Q: My wife and I are house-hunting. A real estate agent friend told us that the market is hot, and there are very few houses available for a large number of potential buyers. We were advised to consider including an escalation clause in any contract we present to a seller. And if there is an escalation clause, how do we deal with the amount of the loan we plan to get? It was also suggested that we decline having a home inspection. What do you think about these issues? – Alvin
A: Maybe for the first and absolutely no for the second.
Let’s look at the inspection contingency. Unless you are a professional engineer or architect, what do you know about houses? Is the electricity up to code? Does the HVAC system work? Are the joists that seem to be holding up the basement ceiling adequate (true story)? You are investing in what may be the biggest purchase of your life; don’t take a chance that something – possibly major – will occur soon after you take title. If a seller is not willing to let you have 10-12 days after signing the sales contract to have a professional inspector carefully go over every detail in the property, my advice is to go somewhere else.
I write from experience with some clients, who wanted an expensive house but the seller was not willing to allow a brief inspection period. Against my strong advice, they bought the house without the inspection. Four months later, they called to tell me they should have listened to me; they had serious roof damage which cost them almost $100,000 to correct. Fortunately, they could afford it. And there was no insurance coverage either.
What about the escalation clause? Let’s look at this example. In my experience, in most parts of the country, the potential buyer makes an offer, and the seller has three alternatives: accept, reject or counter-offer. You put in an offer of $450,000. The seller gets another offer with similar terms but with the price of $452,000. Sorry, you lose.
How do you try to protect yourself? You include in the offer a statement that you will pay $1,000 more than the highest offer, subject however to a cap of $456,000.

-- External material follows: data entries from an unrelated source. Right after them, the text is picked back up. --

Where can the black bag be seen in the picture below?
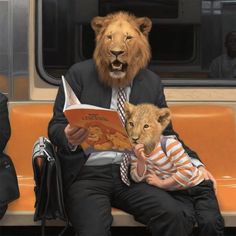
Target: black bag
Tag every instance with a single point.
(49, 202)
(9, 189)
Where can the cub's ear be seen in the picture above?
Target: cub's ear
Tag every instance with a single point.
(164, 116)
(128, 108)
(97, 24)
(144, 25)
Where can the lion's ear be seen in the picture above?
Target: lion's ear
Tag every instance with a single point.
(97, 24)
(128, 108)
(164, 116)
(144, 25)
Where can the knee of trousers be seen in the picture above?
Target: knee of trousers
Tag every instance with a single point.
(211, 221)
(169, 215)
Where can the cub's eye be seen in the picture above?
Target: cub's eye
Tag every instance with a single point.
(131, 124)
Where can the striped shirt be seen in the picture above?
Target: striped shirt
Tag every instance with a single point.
(175, 163)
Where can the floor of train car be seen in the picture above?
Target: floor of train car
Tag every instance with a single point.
(54, 231)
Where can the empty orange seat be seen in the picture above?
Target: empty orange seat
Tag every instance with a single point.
(210, 131)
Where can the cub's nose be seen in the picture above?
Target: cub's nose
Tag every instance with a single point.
(135, 139)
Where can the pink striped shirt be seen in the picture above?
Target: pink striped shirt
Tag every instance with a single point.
(176, 163)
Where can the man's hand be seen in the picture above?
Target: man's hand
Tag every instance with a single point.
(208, 176)
(154, 180)
(139, 152)
(75, 135)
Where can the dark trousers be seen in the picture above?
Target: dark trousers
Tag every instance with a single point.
(98, 188)
(203, 199)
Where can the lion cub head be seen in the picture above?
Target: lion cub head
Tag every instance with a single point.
(122, 47)
(145, 124)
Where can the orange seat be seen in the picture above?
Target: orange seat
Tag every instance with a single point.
(209, 130)
(28, 122)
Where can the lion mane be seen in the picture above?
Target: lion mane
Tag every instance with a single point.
(122, 47)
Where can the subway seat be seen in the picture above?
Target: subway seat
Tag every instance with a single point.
(210, 130)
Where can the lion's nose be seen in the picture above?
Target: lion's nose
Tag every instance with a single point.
(117, 53)
(135, 139)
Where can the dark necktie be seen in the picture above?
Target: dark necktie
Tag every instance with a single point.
(124, 166)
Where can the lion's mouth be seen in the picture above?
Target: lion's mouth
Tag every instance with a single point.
(118, 66)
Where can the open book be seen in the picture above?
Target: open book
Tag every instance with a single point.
(106, 130)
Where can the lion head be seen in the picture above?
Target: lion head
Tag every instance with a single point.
(145, 124)
(122, 47)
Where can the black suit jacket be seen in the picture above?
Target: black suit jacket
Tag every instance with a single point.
(84, 80)
(5, 130)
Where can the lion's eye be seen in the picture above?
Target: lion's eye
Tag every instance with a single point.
(109, 37)
(131, 124)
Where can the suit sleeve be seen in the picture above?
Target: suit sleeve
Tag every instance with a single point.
(5, 129)
(161, 102)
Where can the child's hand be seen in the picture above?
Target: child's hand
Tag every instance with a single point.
(139, 152)
(154, 180)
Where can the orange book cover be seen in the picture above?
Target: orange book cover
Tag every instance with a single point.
(106, 131)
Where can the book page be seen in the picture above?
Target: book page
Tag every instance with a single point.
(106, 130)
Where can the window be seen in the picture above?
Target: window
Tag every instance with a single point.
(185, 37)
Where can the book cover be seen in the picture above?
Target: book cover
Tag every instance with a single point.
(106, 131)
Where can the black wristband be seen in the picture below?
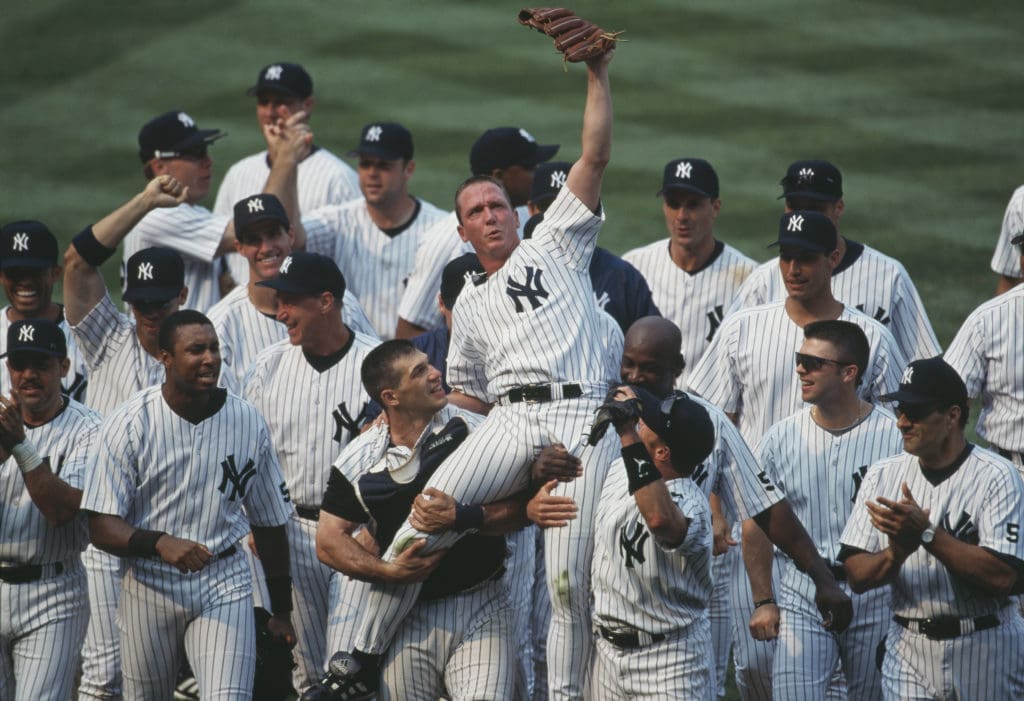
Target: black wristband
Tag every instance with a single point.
(142, 543)
(467, 517)
(280, 588)
(91, 251)
(639, 467)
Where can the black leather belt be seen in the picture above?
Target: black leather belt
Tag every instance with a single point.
(532, 394)
(947, 627)
(630, 640)
(307, 513)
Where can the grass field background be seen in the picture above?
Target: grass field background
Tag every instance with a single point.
(919, 102)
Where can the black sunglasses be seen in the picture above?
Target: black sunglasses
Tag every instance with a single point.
(813, 362)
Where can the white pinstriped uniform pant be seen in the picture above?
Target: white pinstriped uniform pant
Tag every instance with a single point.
(493, 464)
(42, 625)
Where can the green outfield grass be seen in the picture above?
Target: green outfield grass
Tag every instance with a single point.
(919, 102)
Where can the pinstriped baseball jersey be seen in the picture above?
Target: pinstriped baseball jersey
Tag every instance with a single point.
(26, 537)
(376, 264)
(74, 383)
(196, 233)
(323, 179)
(1007, 258)
(244, 331)
(981, 502)
(695, 302)
(161, 472)
(311, 414)
(440, 245)
(640, 582)
(873, 282)
(534, 320)
(750, 365)
(986, 353)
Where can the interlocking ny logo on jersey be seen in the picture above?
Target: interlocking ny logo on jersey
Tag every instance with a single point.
(631, 544)
(532, 290)
(238, 480)
(343, 421)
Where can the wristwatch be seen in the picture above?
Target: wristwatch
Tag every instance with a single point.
(928, 535)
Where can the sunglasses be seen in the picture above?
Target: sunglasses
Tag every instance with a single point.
(813, 362)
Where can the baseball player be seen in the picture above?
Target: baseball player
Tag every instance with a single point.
(754, 382)
(863, 277)
(1006, 259)
(693, 276)
(818, 457)
(457, 641)
(509, 155)
(183, 470)
(374, 239)
(284, 89)
(245, 318)
(172, 144)
(620, 290)
(45, 440)
(28, 272)
(986, 354)
(939, 526)
(308, 389)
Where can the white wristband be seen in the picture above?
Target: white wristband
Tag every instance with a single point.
(27, 456)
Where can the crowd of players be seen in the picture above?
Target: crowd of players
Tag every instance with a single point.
(437, 517)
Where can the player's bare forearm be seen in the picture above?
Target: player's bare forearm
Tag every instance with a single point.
(271, 548)
(586, 175)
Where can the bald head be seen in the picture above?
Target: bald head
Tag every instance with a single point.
(650, 355)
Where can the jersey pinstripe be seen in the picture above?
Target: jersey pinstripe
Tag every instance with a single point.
(695, 302)
(981, 502)
(323, 179)
(875, 283)
(375, 264)
(750, 365)
(244, 331)
(1007, 257)
(74, 383)
(196, 233)
(986, 353)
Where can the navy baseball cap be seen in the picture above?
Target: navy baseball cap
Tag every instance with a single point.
(548, 180)
(506, 146)
(288, 79)
(255, 209)
(388, 140)
(36, 336)
(154, 274)
(693, 175)
(807, 230)
(682, 424)
(307, 273)
(460, 270)
(930, 381)
(28, 244)
(172, 134)
(812, 179)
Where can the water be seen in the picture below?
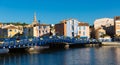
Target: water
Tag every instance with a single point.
(77, 56)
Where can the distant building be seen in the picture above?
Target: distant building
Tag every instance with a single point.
(117, 25)
(83, 30)
(67, 28)
(9, 31)
(72, 28)
(105, 23)
(100, 32)
(1, 25)
(36, 29)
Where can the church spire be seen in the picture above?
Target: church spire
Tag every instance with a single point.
(35, 19)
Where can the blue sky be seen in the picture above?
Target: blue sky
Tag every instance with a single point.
(53, 11)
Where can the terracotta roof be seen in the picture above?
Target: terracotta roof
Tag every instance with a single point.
(83, 24)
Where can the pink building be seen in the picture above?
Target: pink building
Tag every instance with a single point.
(83, 30)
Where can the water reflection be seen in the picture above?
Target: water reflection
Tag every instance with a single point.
(79, 56)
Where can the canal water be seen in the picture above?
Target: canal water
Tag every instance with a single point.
(74, 56)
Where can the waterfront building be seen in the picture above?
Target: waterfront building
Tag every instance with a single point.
(83, 30)
(36, 29)
(67, 28)
(98, 23)
(9, 31)
(105, 23)
(117, 25)
(72, 28)
(1, 25)
(100, 32)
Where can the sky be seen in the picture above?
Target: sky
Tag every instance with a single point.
(54, 11)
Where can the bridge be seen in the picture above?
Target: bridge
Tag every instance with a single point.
(41, 41)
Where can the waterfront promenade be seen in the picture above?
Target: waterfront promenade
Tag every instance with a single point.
(43, 41)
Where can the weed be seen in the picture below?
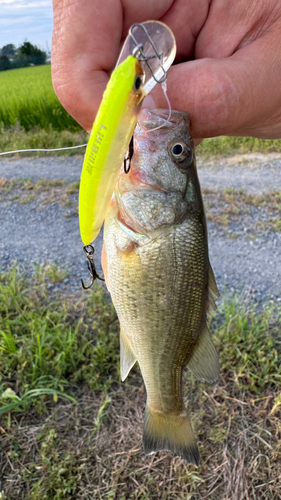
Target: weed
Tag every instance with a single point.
(50, 345)
(92, 448)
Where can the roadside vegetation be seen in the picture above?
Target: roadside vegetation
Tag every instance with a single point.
(70, 429)
(31, 116)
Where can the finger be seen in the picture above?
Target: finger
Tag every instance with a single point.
(237, 95)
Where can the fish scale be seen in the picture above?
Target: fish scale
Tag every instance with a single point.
(157, 270)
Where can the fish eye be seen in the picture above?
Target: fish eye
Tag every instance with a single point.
(137, 82)
(181, 152)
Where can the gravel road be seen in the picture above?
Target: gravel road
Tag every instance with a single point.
(249, 263)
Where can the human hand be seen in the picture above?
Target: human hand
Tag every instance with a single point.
(231, 87)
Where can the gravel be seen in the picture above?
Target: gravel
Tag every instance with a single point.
(248, 264)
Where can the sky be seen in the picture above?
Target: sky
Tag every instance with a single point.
(26, 19)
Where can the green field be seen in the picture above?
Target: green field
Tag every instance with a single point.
(31, 116)
(27, 97)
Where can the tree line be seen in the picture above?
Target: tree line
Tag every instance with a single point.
(25, 55)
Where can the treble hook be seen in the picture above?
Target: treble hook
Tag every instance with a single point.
(129, 157)
(138, 52)
(91, 266)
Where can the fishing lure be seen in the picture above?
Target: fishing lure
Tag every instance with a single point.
(108, 143)
(139, 67)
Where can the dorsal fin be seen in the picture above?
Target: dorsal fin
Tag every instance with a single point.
(213, 292)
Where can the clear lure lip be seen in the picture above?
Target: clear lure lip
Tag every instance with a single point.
(153, 43)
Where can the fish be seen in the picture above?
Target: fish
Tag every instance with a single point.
(109, 140)
(157, 270)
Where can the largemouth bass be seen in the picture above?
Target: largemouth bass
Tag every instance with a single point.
(157, 269)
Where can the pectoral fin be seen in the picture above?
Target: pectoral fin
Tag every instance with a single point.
(127, 357)
(204, 363)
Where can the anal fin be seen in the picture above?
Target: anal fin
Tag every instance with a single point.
(204, 363)
(127, 357)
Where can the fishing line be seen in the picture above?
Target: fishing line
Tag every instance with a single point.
(30, 150)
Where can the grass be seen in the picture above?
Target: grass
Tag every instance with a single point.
(47, 345)
(32, 117)
(223, 146)
(44, 192)
(57, 448)
(27, 97)
(17, 138)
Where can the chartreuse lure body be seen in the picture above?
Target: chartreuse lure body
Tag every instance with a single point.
(108, 143)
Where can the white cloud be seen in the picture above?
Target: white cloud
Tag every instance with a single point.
(26, 19)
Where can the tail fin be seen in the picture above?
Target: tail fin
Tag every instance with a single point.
(173, 433)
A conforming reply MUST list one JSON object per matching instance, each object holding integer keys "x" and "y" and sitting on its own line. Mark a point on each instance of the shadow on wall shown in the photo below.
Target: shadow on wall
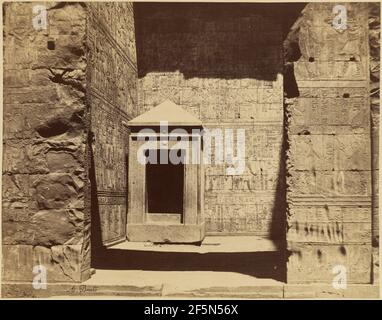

When advised that the other offer is $452,000, your escalation clause bumps the contract price up to $453,000 and you will be the winner. But there are important provisions to be included in your escalation. You want proof there is a real offer at the highest price. I have been involved in a case where an unscrupulous agent indicated – falsely – there was a higher offer, and my client –without seeing any evidence – increased the offer by $5,000. You should review a copy of the other offer; the name and other personal information of that buyer can be removed.
Incidentally, the agent involved in my case paid my client $5,000 plus my legal fees. So when you are about to sign a real estate contract (or any contract for that matter) try to insert the following language: “The prevailing party in any litigation or arbitration shall be awarded reasonable attorney fees and court costs.”
If you submit the escalation clause, how do you handle the amount of the mortgage loan you plan to get? Typically, your contract offer states you will get a loan of 20 percent – or 10 percent or even 3 percent –of the purchase price. If the original offer is increased, there are three ways to deal with the loan. First, you can pay the difference in cash, and there is no need to change the terms in the contract. Alternatively, you can change the loan amount in the contract to reflect the new price. Or you can partially increase the loan amount and pay the difference in cash.
Bottom line: I am not a fan of escalation clauses, but if this is really your dream house, make sure you include the necessary protections discussed above. And most real estate agents should have a form escalation clause which includes these protections.